Page 25 of Ed King


  They kept drinking Boddingtons. And now it was pleasurable to revisit the con, and especially to cover its more precarious moments, when things might have crashed but for their stiff English upper lips. They did this until Diane had to pee, at which point Club said, “Off to the loo, then,” and picked up the TV remote.

  “Be right back.”

  “Okay, luv. See you in a jif.”

  But when she came back to the living room, Club, the coke, and the money were all gone, and by the time she got out to the parking lot, running, his touring bike was gone as well.

  8

  The King of Search

  Ed, while at Stanford, saw his grandfather on occasion. Pop didn’t live too far from him, or as he put it the first time Ed called him, “North on 101 and—boom—like that you’re at the campus of Stanford University. Stanford,” Pop added enthusiastically, “is just for the highest, the cream of the crop.

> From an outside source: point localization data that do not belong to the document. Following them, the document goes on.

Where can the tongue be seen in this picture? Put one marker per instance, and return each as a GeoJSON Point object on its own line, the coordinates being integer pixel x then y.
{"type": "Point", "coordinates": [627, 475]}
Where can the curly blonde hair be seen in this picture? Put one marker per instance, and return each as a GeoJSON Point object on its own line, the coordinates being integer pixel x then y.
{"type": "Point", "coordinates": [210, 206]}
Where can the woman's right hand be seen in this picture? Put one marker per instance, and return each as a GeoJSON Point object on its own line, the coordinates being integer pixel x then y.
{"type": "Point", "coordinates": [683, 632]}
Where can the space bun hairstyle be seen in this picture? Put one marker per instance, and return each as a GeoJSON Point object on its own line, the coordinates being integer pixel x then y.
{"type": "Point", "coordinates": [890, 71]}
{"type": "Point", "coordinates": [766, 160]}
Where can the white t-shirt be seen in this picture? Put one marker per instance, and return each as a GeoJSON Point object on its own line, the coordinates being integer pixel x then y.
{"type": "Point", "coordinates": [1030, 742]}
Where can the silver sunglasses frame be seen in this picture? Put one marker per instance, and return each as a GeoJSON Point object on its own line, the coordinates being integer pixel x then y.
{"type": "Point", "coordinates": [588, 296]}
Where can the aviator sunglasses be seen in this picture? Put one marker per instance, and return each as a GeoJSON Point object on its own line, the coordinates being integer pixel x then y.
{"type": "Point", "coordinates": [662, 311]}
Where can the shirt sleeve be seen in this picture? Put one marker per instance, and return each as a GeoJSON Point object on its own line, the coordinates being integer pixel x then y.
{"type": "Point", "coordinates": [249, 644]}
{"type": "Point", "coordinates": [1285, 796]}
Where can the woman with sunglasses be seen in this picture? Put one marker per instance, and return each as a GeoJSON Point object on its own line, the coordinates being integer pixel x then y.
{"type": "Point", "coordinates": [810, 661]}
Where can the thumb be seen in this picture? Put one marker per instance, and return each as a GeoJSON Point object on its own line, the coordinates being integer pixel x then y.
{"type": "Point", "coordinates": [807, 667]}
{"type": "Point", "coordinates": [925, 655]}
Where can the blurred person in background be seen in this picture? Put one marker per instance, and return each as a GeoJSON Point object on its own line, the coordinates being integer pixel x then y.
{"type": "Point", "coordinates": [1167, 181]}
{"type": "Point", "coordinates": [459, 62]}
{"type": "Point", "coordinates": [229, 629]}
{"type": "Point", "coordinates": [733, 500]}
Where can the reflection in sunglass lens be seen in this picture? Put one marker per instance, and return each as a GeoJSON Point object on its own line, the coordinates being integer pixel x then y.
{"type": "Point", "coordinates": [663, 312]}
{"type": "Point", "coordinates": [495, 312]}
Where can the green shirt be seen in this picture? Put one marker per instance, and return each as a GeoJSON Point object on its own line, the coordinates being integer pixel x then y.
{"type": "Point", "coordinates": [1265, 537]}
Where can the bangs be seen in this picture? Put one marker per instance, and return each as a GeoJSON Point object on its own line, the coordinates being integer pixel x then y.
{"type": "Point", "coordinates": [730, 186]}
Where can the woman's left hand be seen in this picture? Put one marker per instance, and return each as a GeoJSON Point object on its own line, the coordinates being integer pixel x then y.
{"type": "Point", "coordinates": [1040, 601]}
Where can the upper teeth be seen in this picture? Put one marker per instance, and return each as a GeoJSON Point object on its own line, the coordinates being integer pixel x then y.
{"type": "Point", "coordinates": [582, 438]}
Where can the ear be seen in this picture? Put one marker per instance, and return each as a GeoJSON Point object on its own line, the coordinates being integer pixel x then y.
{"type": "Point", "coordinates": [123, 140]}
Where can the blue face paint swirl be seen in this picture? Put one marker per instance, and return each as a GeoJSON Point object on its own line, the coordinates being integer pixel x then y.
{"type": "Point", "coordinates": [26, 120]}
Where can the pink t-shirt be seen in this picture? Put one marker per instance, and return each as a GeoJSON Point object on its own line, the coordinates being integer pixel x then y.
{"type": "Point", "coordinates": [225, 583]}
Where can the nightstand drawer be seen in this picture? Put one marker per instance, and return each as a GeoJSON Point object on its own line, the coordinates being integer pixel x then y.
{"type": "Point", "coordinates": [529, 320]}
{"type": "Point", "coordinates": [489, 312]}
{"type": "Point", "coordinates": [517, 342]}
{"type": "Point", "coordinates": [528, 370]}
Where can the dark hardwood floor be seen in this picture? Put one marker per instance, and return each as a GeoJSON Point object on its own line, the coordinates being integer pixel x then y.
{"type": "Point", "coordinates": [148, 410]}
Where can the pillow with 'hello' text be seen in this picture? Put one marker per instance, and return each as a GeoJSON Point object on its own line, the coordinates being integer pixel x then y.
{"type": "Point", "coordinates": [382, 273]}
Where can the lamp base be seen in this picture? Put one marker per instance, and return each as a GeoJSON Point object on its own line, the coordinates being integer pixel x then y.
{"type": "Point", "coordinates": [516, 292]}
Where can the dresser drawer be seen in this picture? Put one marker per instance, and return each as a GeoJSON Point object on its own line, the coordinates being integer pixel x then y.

Only the best get accepted to Stanford. There was a wonderful Jewish player there, ’77, Dolph Schayes,” at which point Ed chimed in with a correction: “I don’t think Schayes played at Stanford, Pop. I think he played somewhere else.”

  “What?” said Pop. “I’m losing my head. That’s right—Stanford was the son, Danny Schayes.”

  “That’s not right, either, Pop. Danny played college ball at Syracuse.”

  “Are you playing ball for Stanford?”

  “Me?”

  “Basketball.”

  “Pop,” said Ed, “I’m not that good. I couldn’t even be their water boy.”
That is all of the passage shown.